Re: ShEx relation to SPIN/OWL

On 7/15/2014 0:14, Dam, Jesse van wrote:
> Hi Holger,
>
> It is nice to mention SPIN as its powerful and allows for defining complex constraints. However one of the important features of SHEX is that it that is designed so that it is easy to read. This allows a user to understand the structure of a RDF database and allows the user to make query.
>
> I think it might be possible to make an implementation of SHEX in SPIN, which would be nice to test. However, if you would directly define the constraint in SPIN yourself then there are many different methods to define it in SPIN. We would like to have one standard method to describe the most important features of the database schema so that is why we need a standard, like SHEX.
>
> I agree if you would define a 'ontology' plus a set of SPIN templates/contraints you have something that could come close to what SHEX tries to achieve, but this 'ontology' still needs to be defined in a standard.

Yes I totally agree that we need a standard collection of constraint 
patterns, and I am confident that identifying such a catalogue will be a 
useful outcome of this working group. In fact this list of patterns 
could be a separate deliverable from the actual language(s) produced. I 
could imagine that the common patterns could have implementations in 
ShEX, SPIN, Closed-World OWL and possibly even mappings to XSD and UML.

It is however my strong belief that no matter how hard we try to agree 
on a set of "commonly needed" constraints, there will always be plenty 
of real-world cases in which those are not sufficient, and where only 
something as generic as SPARQL can cover the expressivity needed.

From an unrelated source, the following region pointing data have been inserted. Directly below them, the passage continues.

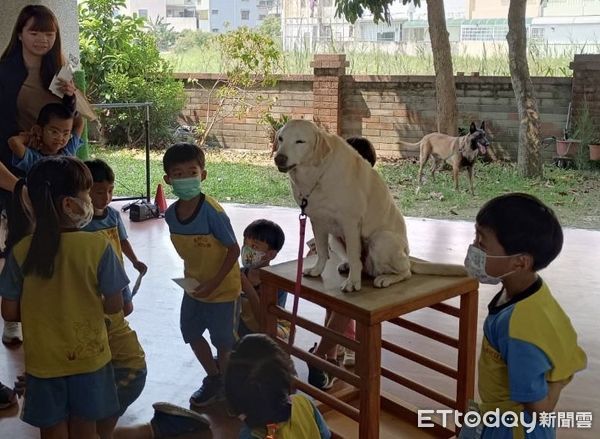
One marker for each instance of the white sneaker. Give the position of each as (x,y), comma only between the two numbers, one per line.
(12,333)
(349,358)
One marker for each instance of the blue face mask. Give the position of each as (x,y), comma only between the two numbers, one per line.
(186,188)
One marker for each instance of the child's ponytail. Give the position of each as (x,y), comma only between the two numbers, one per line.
(49,181)
(46,236)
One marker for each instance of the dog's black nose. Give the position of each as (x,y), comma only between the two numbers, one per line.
(280,160)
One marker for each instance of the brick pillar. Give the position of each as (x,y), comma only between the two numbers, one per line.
(586,87)
(329,71)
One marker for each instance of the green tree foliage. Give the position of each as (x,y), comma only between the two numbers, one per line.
(122,64)
(271,26)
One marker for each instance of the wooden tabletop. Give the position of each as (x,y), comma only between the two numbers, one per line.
(370,305)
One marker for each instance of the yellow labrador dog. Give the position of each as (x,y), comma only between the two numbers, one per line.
(346,198)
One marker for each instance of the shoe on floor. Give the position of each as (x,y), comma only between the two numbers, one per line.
(8,398)
(210,391)
(319,378)
(12,333)
(170,420)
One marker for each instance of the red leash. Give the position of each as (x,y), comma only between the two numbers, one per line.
(298,286)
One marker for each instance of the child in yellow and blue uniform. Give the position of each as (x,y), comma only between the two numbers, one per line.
(263,239)
(60,282)
(108,221)
(204,239)
(258,384)
(529,349)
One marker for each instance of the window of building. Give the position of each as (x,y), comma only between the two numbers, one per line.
(385,36)
(537,33)
(477,33)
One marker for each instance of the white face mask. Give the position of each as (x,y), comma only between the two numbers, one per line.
(80,220)
(475,265)
(252,258)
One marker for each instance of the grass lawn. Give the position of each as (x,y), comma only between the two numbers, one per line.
(251,178)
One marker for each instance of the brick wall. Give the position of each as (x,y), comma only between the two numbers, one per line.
(390,108)
(387,109)
(586,85)
(292,95)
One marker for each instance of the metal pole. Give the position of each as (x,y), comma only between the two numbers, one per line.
(147,129)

SPIN provides a mechanism that
- allows the convenient representation of the common patterns via 
template libraries
- includes a consistent escape mechanism that allows other constraints 
to be expressed without leaving the underlying design of the language.

SPIN constraint templates are essentially executed as SPARQL 
ASK/CONSTRUCT queries, and if someone needs more than this working group 
anticipated then they can either define new templates themselves or 
write SPARQL directly. The fact that SPIN templates, queries and 
template calls can be represented in RDF adds the advantage that SPIN 
definitions can be shared with the same infrastructure as the domain 
models, and thus benefit from the semantic web vision where applications 
can dynamically discover the semantics of a set of classes, properties 
and instances.

SPIN is more general than ShEX. A more human-readable language with 
shortcuts such as + could also be added on top of SPIN. However by 
starting with a hard-coded language like ShEX, the risk is that many 
real-world use cases cannot be represented.